Approximation Algorithms for Model-Based Compressive Sensing

Compressive Sensing (CS) stipulates that a sparse signal can be recovered from a small number of linear measurements, and that this recovery can be performed efficiently in polynomial time. The framework of model-based compressive sensing (model-CS) leverages additional structure in the signal and prescribes new recovery schemes that can reduce the number of measurements even further. However, model-CS requires an algorithm that solves the model-projection problem: given a query signal, produce the signal in the model that is also closest to the query signal. Often, this optimization can be computationally very expensive. Moreover, an approximation algorithm is not sufficient for this optimization task. As a result, the model-projection problem poses a fundamental obstacle for extending model-CS to many interesting models.
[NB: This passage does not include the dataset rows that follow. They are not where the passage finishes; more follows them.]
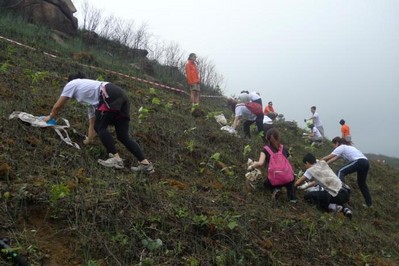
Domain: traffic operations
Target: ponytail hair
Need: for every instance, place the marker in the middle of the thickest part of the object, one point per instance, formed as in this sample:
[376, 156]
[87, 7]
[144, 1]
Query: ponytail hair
[273, 137]
[78, 75]
[340, 141]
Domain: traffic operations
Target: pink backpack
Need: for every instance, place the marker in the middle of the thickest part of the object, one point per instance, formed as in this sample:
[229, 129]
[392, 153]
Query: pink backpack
[254, 107]
[279, 170]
In this paper, we introduce a new framework that we call approximation-tolerant model-based compressive sensing. This framework includes a range of algorithms for sparse recovery that require only approximate solutions for the model-projection problem. In essence, our work removes the aforementioned obstacle to model-based compressive sensing, thereby extending the applicability of model-CS to a much wider class of models. We instantiate this new framework for the Constrained Earth Mover Distance (CEMD) model, which is particularly useful for signal ensembles where the positions of the nonzero coefficients do not change significantly as a function of spatial (or temporal) location. We develop novel approximation algorithms for both the maximization and the minimization versions of the model-projection problem via graph optimization techniques. Leveraging these algorithms into our framework results in a nearly sample-optimal sparse recovery scheme for the CEMD model.